Résumé: Un jour, l'enseignant de Jarrett veut qu'il dessine sa famille : une maman et un papa. Sauf que sa mère, toxicomane et alcoolique, passe son temps en centre de désintoxication et son père, il ne le connaît pas. Ce petit garçon a été élevé par ses grandsparents : deux personnalités très imposantes mais qui vont l'aimer. Sa passion pour le dessin lui permettra de surmonter cette enfance, faite de secrets et de non-dits.
Celle de Jarrett J. Krosoczka ne fait pas exception. Loin de là... À travers ce livre, il raconte ses origines et comment il s'est construit dans un environnement familial compliqué.
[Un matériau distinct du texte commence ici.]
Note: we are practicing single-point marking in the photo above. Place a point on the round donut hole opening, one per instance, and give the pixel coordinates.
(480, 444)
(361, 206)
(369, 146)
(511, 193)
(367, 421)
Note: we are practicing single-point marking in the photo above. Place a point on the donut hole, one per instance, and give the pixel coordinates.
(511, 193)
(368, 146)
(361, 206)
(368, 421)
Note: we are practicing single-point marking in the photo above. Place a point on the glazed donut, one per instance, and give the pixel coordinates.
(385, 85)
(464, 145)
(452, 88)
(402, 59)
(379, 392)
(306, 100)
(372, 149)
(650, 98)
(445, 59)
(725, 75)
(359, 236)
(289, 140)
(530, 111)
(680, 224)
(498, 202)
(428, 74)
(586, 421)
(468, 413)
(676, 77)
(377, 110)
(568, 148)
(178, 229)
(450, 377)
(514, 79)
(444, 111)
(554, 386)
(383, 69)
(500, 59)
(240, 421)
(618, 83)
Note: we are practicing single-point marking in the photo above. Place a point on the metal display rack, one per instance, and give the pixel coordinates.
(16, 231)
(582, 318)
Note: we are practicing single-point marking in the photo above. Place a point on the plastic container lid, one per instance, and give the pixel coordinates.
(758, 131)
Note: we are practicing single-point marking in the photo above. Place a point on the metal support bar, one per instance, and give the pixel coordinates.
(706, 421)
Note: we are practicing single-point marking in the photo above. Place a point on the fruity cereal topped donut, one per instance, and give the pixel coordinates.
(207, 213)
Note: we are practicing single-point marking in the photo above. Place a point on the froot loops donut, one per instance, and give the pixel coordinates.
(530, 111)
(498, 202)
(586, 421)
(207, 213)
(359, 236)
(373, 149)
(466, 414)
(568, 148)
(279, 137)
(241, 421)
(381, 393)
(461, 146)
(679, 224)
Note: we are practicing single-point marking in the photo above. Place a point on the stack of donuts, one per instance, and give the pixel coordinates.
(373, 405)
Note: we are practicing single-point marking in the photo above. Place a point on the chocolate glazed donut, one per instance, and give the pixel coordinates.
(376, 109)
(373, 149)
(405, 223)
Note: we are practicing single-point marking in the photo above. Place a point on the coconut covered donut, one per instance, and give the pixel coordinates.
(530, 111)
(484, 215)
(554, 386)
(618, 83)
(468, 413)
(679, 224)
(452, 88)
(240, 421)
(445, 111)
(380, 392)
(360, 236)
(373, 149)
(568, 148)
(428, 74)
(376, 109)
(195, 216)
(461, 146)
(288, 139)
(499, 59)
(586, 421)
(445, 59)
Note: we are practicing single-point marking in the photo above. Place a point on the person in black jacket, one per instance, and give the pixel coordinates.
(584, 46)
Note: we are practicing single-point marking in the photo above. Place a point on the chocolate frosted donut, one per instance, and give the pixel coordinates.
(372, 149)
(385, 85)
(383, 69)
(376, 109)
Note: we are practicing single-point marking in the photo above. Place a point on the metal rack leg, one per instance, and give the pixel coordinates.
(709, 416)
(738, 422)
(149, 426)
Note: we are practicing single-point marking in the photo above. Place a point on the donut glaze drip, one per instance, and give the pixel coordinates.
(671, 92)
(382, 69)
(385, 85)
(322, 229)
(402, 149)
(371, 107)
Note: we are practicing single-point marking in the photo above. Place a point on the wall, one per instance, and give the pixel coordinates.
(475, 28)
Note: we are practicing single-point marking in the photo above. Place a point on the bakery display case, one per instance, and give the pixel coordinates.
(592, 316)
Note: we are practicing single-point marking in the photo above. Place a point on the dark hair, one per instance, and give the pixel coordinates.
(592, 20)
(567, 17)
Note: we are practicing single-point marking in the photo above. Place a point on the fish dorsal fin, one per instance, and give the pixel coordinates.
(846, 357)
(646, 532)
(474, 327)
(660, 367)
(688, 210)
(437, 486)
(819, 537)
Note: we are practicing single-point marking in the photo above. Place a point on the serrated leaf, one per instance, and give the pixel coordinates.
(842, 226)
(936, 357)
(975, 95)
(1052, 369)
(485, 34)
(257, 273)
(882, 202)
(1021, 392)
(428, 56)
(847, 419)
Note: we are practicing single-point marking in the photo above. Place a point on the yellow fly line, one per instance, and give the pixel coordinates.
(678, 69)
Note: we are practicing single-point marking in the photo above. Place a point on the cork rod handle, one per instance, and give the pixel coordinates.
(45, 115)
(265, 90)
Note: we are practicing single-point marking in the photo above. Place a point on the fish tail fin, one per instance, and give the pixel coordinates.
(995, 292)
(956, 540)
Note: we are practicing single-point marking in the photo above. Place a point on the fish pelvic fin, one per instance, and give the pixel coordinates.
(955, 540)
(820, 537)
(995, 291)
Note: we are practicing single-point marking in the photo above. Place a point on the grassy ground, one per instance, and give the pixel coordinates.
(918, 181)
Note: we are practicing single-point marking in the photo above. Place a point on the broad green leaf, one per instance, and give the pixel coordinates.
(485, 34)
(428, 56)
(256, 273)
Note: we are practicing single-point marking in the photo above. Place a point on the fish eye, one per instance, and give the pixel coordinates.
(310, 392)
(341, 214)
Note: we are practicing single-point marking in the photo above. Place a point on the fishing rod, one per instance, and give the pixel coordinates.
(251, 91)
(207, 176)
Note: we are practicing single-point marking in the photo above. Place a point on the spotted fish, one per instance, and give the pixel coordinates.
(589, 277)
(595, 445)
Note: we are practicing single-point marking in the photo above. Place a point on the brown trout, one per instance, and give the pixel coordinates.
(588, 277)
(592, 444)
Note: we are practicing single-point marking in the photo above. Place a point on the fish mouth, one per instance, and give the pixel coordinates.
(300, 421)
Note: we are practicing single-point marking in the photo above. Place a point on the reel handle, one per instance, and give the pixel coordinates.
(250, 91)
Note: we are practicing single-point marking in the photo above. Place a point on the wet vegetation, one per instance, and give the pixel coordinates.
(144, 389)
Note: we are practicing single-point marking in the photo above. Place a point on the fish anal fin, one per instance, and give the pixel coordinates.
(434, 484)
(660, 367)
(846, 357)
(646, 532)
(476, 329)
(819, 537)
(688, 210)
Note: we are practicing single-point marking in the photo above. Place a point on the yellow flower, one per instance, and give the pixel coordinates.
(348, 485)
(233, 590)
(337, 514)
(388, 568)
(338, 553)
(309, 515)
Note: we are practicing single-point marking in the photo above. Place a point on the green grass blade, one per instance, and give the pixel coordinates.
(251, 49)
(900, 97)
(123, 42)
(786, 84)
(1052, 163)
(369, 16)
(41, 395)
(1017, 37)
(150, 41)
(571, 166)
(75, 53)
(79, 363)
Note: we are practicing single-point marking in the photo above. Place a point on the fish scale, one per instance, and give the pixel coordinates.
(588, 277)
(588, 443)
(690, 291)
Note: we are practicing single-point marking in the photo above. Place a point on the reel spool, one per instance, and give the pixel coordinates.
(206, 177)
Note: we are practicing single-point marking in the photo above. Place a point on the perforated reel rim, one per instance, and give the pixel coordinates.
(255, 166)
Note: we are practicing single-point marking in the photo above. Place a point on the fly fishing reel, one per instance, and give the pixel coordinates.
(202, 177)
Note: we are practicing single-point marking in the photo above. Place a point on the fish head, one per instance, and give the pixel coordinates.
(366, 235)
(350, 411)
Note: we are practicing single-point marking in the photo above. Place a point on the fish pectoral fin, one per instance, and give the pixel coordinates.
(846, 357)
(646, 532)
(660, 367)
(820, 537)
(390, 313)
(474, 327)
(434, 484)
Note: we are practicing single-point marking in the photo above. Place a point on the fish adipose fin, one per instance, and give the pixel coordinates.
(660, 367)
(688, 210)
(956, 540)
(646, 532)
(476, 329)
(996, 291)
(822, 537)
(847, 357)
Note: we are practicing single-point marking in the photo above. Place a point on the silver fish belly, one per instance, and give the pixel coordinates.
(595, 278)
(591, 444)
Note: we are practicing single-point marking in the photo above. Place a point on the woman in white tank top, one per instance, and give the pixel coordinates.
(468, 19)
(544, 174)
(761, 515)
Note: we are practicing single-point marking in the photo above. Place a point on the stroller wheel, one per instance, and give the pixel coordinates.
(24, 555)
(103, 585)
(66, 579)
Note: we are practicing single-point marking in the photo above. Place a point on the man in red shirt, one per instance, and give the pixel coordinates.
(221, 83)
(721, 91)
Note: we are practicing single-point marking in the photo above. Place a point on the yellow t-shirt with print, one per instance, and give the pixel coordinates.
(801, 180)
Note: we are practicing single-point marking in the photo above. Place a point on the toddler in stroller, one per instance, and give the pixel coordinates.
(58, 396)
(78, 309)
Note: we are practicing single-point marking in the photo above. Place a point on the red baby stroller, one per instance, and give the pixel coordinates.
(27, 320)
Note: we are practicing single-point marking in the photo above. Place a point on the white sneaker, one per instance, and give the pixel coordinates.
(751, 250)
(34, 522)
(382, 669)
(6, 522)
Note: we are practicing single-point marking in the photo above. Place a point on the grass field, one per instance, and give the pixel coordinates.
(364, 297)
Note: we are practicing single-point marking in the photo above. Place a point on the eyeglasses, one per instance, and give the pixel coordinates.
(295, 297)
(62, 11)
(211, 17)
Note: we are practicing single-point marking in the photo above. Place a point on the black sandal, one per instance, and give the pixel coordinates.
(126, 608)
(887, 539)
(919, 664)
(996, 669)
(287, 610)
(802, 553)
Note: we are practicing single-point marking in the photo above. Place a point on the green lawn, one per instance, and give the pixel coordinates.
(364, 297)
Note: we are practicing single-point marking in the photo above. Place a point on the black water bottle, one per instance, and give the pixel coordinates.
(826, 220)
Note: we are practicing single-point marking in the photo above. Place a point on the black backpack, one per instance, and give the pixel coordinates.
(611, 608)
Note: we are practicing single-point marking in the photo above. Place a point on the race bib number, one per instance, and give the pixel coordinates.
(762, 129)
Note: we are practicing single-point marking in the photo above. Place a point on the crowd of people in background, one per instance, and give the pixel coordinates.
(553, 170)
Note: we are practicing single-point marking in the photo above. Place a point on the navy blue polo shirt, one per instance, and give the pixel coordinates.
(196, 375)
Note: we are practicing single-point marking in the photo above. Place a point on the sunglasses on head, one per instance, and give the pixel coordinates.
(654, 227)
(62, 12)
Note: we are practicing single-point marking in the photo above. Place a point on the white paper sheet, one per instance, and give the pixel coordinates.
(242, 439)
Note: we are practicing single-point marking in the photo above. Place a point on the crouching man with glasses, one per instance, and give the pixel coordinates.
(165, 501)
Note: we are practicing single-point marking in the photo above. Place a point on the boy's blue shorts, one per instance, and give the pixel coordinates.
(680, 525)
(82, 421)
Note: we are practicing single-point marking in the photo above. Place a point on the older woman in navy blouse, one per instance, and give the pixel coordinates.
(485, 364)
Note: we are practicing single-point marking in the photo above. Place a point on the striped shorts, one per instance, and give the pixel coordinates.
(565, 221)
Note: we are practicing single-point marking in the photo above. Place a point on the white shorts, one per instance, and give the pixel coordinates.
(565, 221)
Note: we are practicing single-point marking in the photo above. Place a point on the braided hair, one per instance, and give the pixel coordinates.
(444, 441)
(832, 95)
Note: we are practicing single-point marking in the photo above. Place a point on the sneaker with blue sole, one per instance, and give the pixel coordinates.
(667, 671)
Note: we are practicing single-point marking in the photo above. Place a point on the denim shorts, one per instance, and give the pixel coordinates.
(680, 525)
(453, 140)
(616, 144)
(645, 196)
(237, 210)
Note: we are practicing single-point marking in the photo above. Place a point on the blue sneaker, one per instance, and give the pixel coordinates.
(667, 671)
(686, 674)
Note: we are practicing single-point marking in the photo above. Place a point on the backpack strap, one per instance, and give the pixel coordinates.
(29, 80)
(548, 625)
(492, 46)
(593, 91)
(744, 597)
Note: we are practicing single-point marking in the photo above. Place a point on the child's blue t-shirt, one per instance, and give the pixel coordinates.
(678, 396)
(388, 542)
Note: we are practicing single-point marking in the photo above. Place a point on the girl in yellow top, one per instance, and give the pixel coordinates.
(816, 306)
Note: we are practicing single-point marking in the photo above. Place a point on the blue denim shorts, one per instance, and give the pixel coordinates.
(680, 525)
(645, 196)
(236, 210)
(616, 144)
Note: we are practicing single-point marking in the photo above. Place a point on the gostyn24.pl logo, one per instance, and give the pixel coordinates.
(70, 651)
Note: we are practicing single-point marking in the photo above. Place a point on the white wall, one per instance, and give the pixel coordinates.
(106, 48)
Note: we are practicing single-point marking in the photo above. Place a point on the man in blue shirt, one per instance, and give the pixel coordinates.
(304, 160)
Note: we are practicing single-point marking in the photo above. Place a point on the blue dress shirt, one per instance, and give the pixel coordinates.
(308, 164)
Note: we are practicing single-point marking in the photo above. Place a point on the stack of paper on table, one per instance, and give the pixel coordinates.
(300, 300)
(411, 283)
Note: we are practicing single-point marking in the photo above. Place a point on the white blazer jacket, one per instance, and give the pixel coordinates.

Tout petit, il fut retiré de la garde de sa mère pour être confié à ses grands-parents. Dès lors, il ne la voit plus que de manière très épisodique. Un non-dit, facilité par l'âge du petit Jarrett, plane sur les raisons de son absence. Malgré leurs défauts, le petit garçon aime Joe et Shirley, qui l'élèvent désormais. Puis sa maman va revenir vite, elle l'a promis. Mais elle ne revient pas et il sent une animosité grandir envers elle, qui n'est plus qu'une maman-fantôme. Quant à son père, il ignore jusqu'à son nom. Il faudra des années pour qu'on lui avoue les problèmes d'addictions de sa mère, accroc à l'héroïne.
Une touche de couleur n'a pas grand chose de surprenant. C'est une récit autobiographique classique qui parle de la difficulté de trouver sa place lorsqu'on ne rentre pas dans les cases d'une société normative. En plus de sa situation familiale particulière, Jarrett n'est pas un enfant sociable, ni sportif. Il représente plutôt la caricature du geek qui rêve de devenir auteur de bande dessinée, plus à l'aise dans les cours d'arts plastiques que dans les activités physiques. Son parcours sera sensiblement le même que celui de beaucoup de ses semblables. Il n'a pas traversé de tragédie exceptionnelle ni réalisé d'exploits remarquables. Il a grandi dans des circonstances qui sont ce qu'elles sont pour devenir un adulte relativement normal avec une expérience unique... comme l'est celle de chacun.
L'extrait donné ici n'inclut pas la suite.